O yıllarda çayın önemli bir lezzet olduğunu keşfeden Osmanlı bu lezzeti kendi topraklarında yetiştirmeye karar verir. Osmanlı, Çin’den özel olarak getirttiği çay fidanlarını ekmeye başlar. Fakat Bursa’nın iklimi ve toprak tipi ne yazık ki bu bitki için pek de elverişli değildir.
Bursa’da uygun yetişme şartlarını bulamayan çay bitkisi Osmanlı’yı hüsrana uğratır. Bu konuda da yeterli araştırmayı ve geliştirmeyi yapamayan Osmanlı çayı maalesef bir süre daha dışarıdan almaya devam eder.
Atatürk dönemine gelindiğinde ise kendi topraklarımıza çay yetiştirme konusu tekrar gündeme gelir. Oldukça pahalı olan kahve ithalatının da bu çalışmaların hızlanmasına sebep olduğunu söylesek pek de yanılmayız.

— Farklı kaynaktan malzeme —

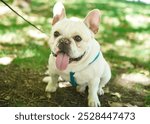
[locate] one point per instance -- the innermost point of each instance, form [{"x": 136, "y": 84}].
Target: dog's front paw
[
  {"x": 93, "y": 102},
  {"x": 100, "y": 92},
  {"x": 81, "y": 88},
  {"x": 51, "y": 87}
]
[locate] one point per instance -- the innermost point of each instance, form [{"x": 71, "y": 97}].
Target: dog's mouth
[{"x": 63, "y": 59}]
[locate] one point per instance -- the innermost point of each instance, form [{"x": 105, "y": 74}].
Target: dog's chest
[{"x": 77, "y": 77}]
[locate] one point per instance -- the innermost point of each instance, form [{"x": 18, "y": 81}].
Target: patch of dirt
[{"x": 24, "y": 87}]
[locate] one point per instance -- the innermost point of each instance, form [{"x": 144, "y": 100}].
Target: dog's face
[{"x": 71, "y": 39}]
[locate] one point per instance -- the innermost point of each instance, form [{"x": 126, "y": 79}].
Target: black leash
[{"x": 22, "y": 17}]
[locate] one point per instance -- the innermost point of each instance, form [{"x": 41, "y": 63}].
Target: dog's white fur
[{"x": 94, "y": 75}]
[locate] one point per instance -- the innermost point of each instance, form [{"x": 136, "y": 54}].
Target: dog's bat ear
[
  {"x": 58, "y": 12},
  {"x": 92, "y": 20}
]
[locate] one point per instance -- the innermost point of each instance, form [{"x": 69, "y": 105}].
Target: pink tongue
[{"x": 62, "y": 61}]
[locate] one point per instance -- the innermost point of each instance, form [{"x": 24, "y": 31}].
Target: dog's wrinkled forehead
[{"x": 70, "y": 27}]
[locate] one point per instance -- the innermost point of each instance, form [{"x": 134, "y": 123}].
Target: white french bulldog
[{"x": 76, "y": 55}]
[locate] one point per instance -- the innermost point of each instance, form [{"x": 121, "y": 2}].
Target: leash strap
[{"x": 22, "y": 17}]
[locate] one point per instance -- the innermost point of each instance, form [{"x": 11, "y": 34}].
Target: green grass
[{"x": 125, "y": 44}]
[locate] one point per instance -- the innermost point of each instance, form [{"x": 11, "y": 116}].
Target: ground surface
[{"x": 124, "y": 37}]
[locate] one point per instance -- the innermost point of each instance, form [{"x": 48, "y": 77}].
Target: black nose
[
  {"x": 65, "y": 40},
  {"x": 64, "y": 45}
]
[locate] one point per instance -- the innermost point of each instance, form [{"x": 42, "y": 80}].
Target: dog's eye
[
  {"x": 56, "y": 34},
  {"x": 77, "y": 38}
]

Atatürk’ün desteğiyle çeşitli araştırmalar ve geliştirmeler yapılarak çayın uygun yetişme alanının Karadeniz olabileceğine karar verildi. Bu karar doğrultusunda tekrar çay tohumları ithal edildi ve dikilmeye başlandı.
Karadeniz’in uygun iklim ve torak şartlarıyla yetişme imkanı bulan çay, Türk milletinin yüzünü güldürüyor. 1900’lü yıllarda başlayan çay macerası 1924 yılına gelince büyük bir büyüme sağlıyor. Hatta bu büyüme Rize’de çay yetiştirilmesi konusunda bir kanunun daha çıkmasına sağlıyor.
Yapılan çeşitli gelişmeler, iyileştirmeler ve yenilikler sayesinde dünyada çay yetiştiren ülkeler arasında ilk 10’a girmekteyiz.